Guillaume Bereni 11 Février 2019

  1. Si vous en êtes rendu aux deux-tiers de l’épopée du fils du forgeron de Skalice, vous savez qu’en dépit de vos efforts, les routes ne sont guère plus sûres aujourd’hui qu’hier en Bohême. Petits rapineurs et bandits de grands chemins sévissent un peu partout, d’Ulzice à Rattay. De quoi donner quelques cheveux blancs au seigneur Radzig Kobyla, lequel prend la décision de recourir aux services d’un mercenaire et de sa bande, faute de soldats disponibles pour régler le problème. Il ne s’agit pas pour autant d’une bande de vulgaires croiseurs de fer : Kuno de Rychwald est une vieille connaissance de Radzig.
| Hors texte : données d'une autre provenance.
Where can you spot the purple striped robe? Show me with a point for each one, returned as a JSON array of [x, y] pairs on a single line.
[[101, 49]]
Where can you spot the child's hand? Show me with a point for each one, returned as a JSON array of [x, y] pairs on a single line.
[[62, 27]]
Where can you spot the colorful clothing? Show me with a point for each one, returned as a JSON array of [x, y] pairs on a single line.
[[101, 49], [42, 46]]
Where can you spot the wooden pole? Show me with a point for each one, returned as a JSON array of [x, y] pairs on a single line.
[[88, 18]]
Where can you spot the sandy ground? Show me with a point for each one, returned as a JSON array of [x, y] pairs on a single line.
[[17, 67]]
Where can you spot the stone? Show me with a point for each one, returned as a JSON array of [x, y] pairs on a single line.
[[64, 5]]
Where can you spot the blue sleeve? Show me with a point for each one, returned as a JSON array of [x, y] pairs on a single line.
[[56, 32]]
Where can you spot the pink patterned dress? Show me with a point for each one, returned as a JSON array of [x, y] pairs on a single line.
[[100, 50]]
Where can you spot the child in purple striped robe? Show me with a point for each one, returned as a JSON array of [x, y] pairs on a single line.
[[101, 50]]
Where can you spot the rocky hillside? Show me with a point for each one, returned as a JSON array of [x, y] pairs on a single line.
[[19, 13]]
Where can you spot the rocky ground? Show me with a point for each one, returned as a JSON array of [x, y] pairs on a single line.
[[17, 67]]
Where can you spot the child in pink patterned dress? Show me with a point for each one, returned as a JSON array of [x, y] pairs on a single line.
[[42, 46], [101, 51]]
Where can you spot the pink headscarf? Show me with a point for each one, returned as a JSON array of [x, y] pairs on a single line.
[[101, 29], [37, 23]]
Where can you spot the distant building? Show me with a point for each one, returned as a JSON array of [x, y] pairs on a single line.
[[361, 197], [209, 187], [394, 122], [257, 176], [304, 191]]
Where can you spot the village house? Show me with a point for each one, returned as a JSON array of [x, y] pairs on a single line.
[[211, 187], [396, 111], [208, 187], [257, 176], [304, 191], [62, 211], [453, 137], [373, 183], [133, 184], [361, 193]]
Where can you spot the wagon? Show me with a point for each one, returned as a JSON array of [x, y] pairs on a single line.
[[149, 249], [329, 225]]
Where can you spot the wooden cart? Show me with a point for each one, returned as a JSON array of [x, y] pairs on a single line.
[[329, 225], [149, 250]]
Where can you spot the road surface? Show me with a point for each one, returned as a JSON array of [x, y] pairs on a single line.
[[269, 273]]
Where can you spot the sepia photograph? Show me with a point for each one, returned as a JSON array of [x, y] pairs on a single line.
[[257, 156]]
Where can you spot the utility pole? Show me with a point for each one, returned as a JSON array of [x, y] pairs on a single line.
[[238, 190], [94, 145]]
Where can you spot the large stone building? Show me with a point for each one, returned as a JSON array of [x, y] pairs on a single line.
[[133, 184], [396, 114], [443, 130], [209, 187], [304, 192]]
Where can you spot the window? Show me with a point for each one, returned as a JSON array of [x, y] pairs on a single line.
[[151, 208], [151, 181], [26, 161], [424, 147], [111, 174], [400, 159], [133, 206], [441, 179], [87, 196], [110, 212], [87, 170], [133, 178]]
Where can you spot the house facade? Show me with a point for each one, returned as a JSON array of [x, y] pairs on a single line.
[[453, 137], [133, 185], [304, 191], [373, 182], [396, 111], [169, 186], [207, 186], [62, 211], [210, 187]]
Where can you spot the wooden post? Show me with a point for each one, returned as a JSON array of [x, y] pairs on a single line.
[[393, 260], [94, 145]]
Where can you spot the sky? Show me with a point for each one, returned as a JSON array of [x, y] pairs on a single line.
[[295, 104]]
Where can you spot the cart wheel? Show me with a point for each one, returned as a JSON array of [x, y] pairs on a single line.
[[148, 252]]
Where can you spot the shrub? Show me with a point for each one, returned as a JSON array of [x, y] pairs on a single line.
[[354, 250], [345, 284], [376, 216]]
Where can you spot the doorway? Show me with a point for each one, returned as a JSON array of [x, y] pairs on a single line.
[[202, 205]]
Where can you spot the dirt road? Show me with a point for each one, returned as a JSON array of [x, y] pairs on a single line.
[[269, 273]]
Il est le descendant d’une famille de nobles aujourd’hui dépossédée et qui a choisi de faire vivre son héritage au gré des batailles. Kuno est redevable envers Radzig ; aussi accepte-t-il d’être utilisé bon gré mal gré pour permettre au seigneur local d’arriver à ses fins. Néanmoins, cela ne l’empêche pas de régler les problèmes de manière brutale s’il le faut (et même si rien ne l’exige). Ainsi entre en scène Henry qui en qualité de guide pour la bande de mercenaires a surtout pour mission de veiller à ce que tout se passe bien. Si Kuno en a gros, charge à Henry de trouver une issue raisonnable… Ou se laissera-t-il aller à un comportement peu glorieux ?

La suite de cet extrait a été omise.